Through Truth Out, I came across an article from the December 2004 Atlantic Monthly called Will Iran be Next?. Briefly, this recounts a 'simulation' run by the magazine last year, with the cooperation of serving and retired US military and officials, asking 'what if' the US decides to take action against Iran's nuclear programme. (Very much back in the news today.)
What interests me is the effect this article might have on the Iranians, if they've read it. (You can get Google in Farsi, so I suppose they can read it in Tehran.)
This was a three hour 'table top' exercise, organised by retired USAF officer Sam Gardiner ("For more than two decades he has conducted war games at the National War College and many other military institutions...." ) to examine the Iran-related issues that the incoming President would face, through the eyes of a simulated 'principals committee' at the White House.
CIA director: David Kay (former chief nuclear-weapons inspector for the IAEA and the United Nations Special Commission)
Secretary of State: Kenneth Pollack/ Reuel Marc Gerecht (think tanks, but both ex-CIA/ NSC)
White House chief of staff: Kenneth Bacon, (chief Pentagon spokesman during much of the Clinton Administration)
Secretary of Defense: Michael Mazarr, professor, National War College.
National Security Adviser: Gardiner himself.
(It seems to have been loosely conducted, with people stepping in and out of roles. Stirling Reid would have done it better.)
Some of the conclusions were:
- Israel could not mount a successful strike and the US should encourage Israel to 'back off'
- according to Gardiner (now metamorphosed to "four-star General Gardiner, commander of CentCom") the US "could mount an invasion of Iran if it had to.... [but] ...the available military options are likely to fail in the long term...."
- "The most important hidden problem, exposed in the war-game discussions, was that a full assault would require such drawn-out preparations that the Iranian government would know months in advance what was coming. Its leaders would have every incentive to strike pre-emptively in their own defense."

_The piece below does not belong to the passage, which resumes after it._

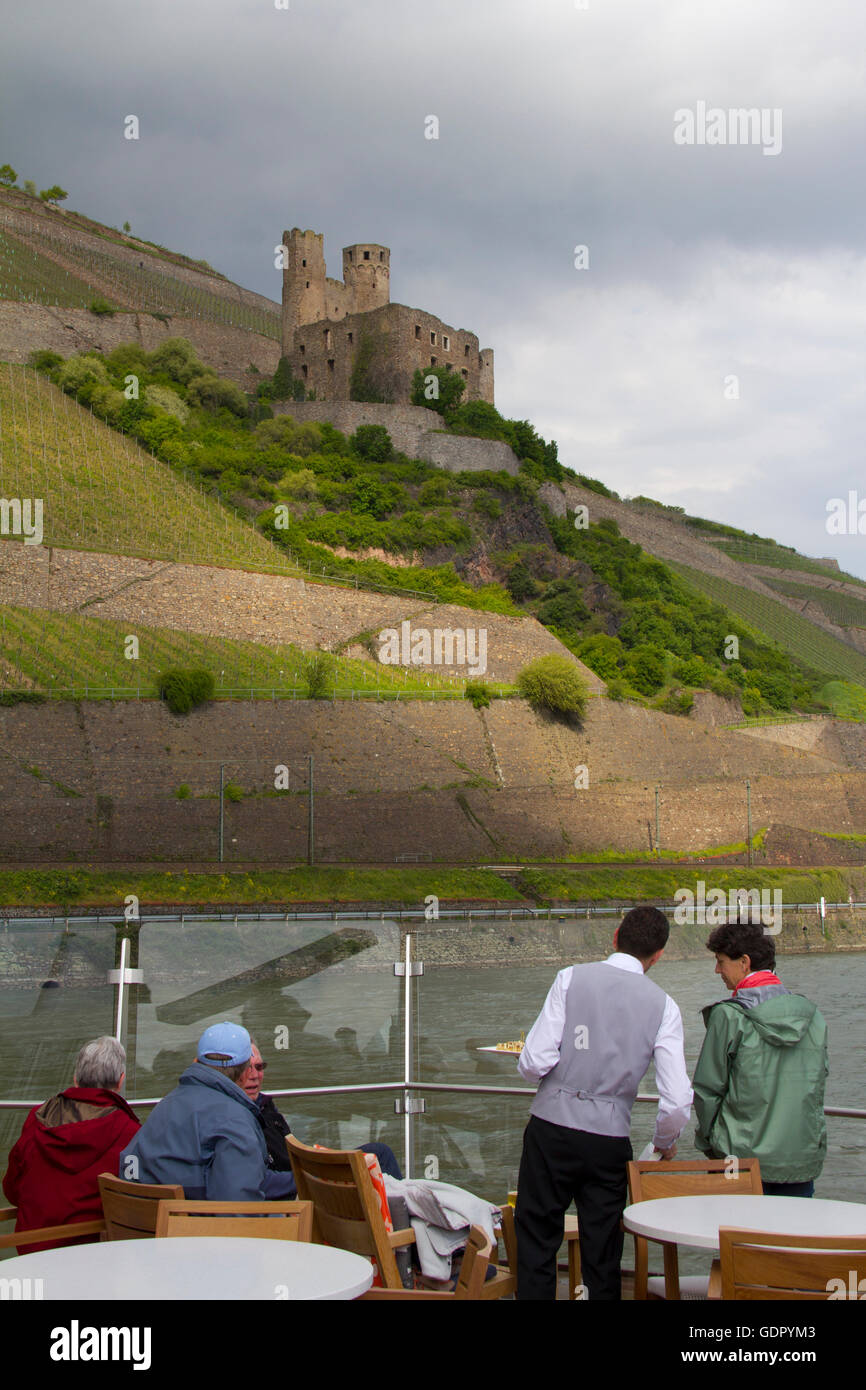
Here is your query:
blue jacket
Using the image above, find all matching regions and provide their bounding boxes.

-"A realistic awareness of these constraints will put the next President in an awkward position. In the end, according to our panelists, he should understand that he cannot prudently order an attack on Iran. But his chances of negotiating his way out of the situation will be greater if the Iranians don't know that."

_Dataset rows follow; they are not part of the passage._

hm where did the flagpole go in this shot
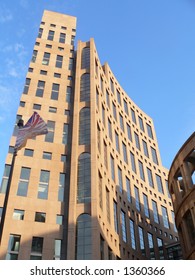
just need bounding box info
[0,119,23,245]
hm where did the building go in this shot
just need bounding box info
[168,132,195,260]
[0,10,180,260]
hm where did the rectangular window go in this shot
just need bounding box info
[42,151,52,160]
[55,55,63,68]
[134,186,140,211]
[31,50,37,62]
[147,232,155,259]
[54,240,61,260]
[131,108,136,124]
[152,200,159,224]
[147,167,154,187]
[156,174,164,194]
[56,215,63,225]
[121,210,127,242]
[151,147,158,164]
[106,90,110,108]
[102,105,105,125]
[98,172,103,209]
[113,200,118,233]
[112,102,117,120]
[157,238,164,259]
[115,131,120,152]
[138,160,145,181]
[138,116,144,132]
[62,124,69,144]
[110,154,115,181]
[23,78,31,94]
[119,113,124,131]
[33,104,41,110]
[134,132,140,150]
[129,219,136,249]
[68,58,74,71]
[110,78,114,93]
[40,70,47,75]
[122,142,128,163]
[17,167,31,197]
[13,209,24,220]
[108,118,112,140]
[161,206,170,229]
[97,124,101,153]
[0,164,11,193]
[24,149,34,157]
[45,121,55,143]
[37,170,50,200]
[171,211,177,232]
[47,30,54,41]
[100,235,104,260]
[51,83,59,100]
[146,123,153,139]
[36,80,45,97]
[49,106,57,113]
[58,173,66,202]
[138,226,145,256]
[6,234,21,260]
[30,237,43,260]
[116,90,121,105]
[123,99,128,115]
[35,212,46,223]
[130,152,136,173]
[118,166,123,193]
[143,194,149,218]
[126,123,132,142]
[106,187,110,223]
[126,176,131,202]
[59,33,66,43]
[42,52,50,65]
[66,86,72,103]
[38,28,43,38]
[104,141,108,168]
[142,140,149,157]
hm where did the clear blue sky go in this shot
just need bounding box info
[0,0,194,179]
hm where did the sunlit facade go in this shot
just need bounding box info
[0,10,180,260]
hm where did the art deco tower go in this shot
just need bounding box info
[0,10,180,260]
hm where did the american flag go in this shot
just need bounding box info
[15,112,48,151]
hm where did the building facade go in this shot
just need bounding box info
[0,10,179,260]
[168,132,195,260]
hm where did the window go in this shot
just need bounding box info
[115,131,120,152]
[119,113,124,131]
[108,118,112,140]
[161,206,169,229]
[129,219,136,250]
[47,30,54,41]
[97,124,101,153]
[80,73,90,102]
[147,233,155,259]
[30,237,43,260]
[40,70,47,75]
[13,209,24,220]
[36,80,45,97]
[71,35,75,45]
[54,73,61,78]
[134,186,140,211]
[17,167,31,197]
[35,212,46,223]
[151,147,158,164]
[106,90,110,107]
[23,78,31,94]
[171,211,177,232]
[0,164,11,193]
[69,58,74,71]
[38,28,43,38]
[130,152,136,173]
[143,194,149,218]
[122,142,128,163]
[42,152,52,160]
[62,124,69,144]
[131,108,136,124]
[113,200,118,233]
[64,110,70,116]
[49,106,57,113]
[106,187,110,223]
[138,160,145,181]
[54,240,61,260]
[45,121,55,143]
[77,153,91,203]
[20,101,25,107]
[152,200,159,224]
[55,55,63,68]
[81,47,90,69]
[138,116,144,131]
[117,89,121,104]
[134,132,140,150]
[102,105,105,125]
[58,173,66,202]
[6,234,21,260]
[138,226,145,255]
[126,177,131,202]
[42,52,50,65]
[118,166,123,193]
[142,140,149,157]
[33,104,41,110]
[112,102,117,120]
[31,50,37,62]
[56,215,63,225]
[183,210,195,246]
[124,100,128,114]
[66,86,72,103]
[98,172,103,209]
[51,83,59,100]
[147,167,154,187]
[61,154,67,162]
[104,141,108,168]
[37,170,50,200]
[146,123,153,139]
[61,26,67,30]
[79,108,90,145]
[126,123,132,142]
[156,174,164,194]
[110,154,115,181]
[75,214,92,259]
[24,149,34,157]
[46,44,52,48]
[121,210,127,242]
[59,33,66,43]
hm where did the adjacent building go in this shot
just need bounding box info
[0,10,180,260]
[168,132,195,259]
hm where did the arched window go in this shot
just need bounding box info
[80,73,90,102]
[79,108,90,145]
[77,153,91,203]
[75,214,92,259]
[81,47,90,69]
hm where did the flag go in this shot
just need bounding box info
[15,112,48,150]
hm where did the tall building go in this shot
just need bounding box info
[168,132,195,260]
[0,10,180,260]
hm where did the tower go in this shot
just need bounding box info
[0,10,180,260]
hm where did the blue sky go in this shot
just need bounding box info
[0,0,194,178]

The naivety of the last bullet point takes my breath away. (er, they do know it, if they've read your magazine, and assuming they take you seriously...) Could account for some of the problems the EU seem to be having in negotiating with the Iranians at the moment.
You have to ask what were the Atlantic Monthly's motives for holding this simulation as an unclassified, indeed widely publicised exercise, and of intelligent and presumably patriotic people in participating.

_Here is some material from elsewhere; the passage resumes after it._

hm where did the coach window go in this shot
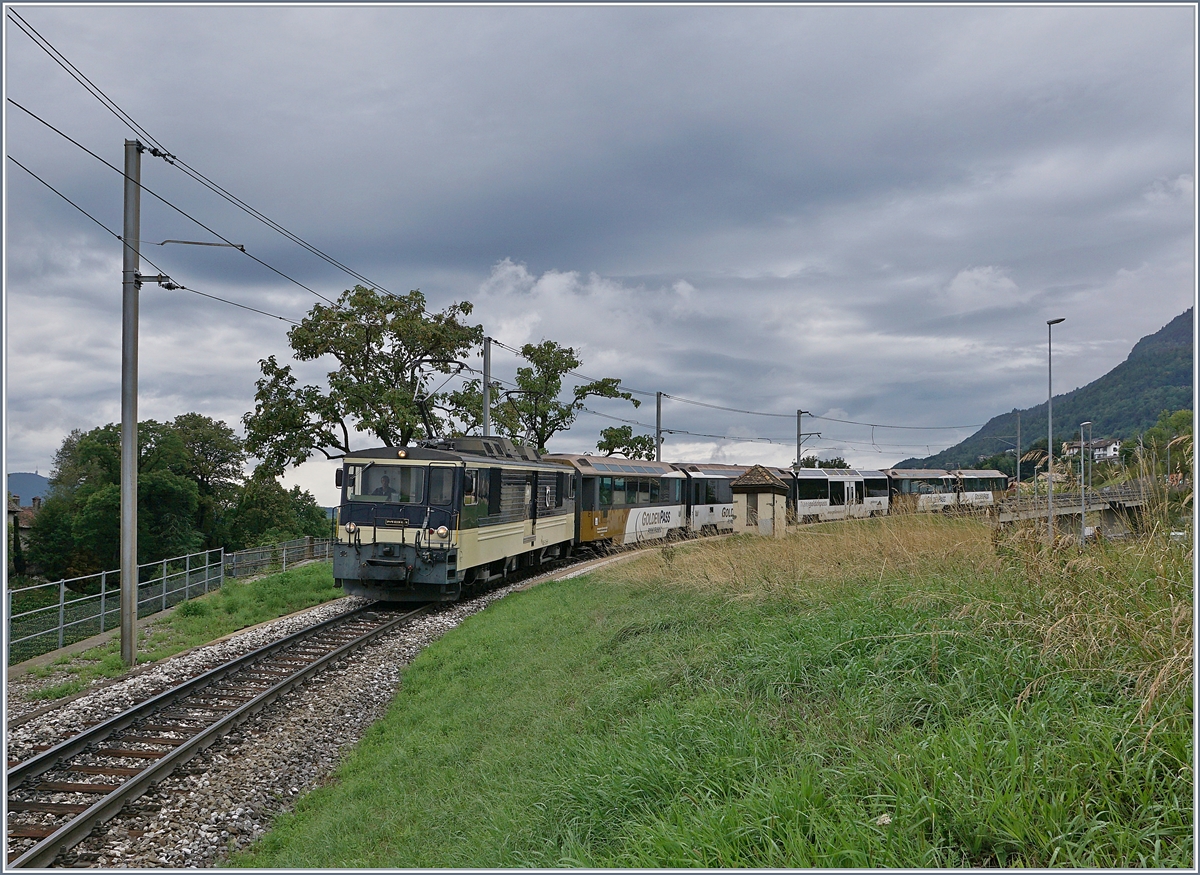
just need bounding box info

The US (and much of the western world) is renowned for being too generous with its secrets. (See any good book about KGB technical and scientific intelligence. Economists talk about information asymmetry and demonstrate how asymmetry in your favour helps you get a better deal - and vice versa.)
Simulations provide another way for people to publicise information. When reading about, or doing, a simulation, you just have to remember to ask "why?"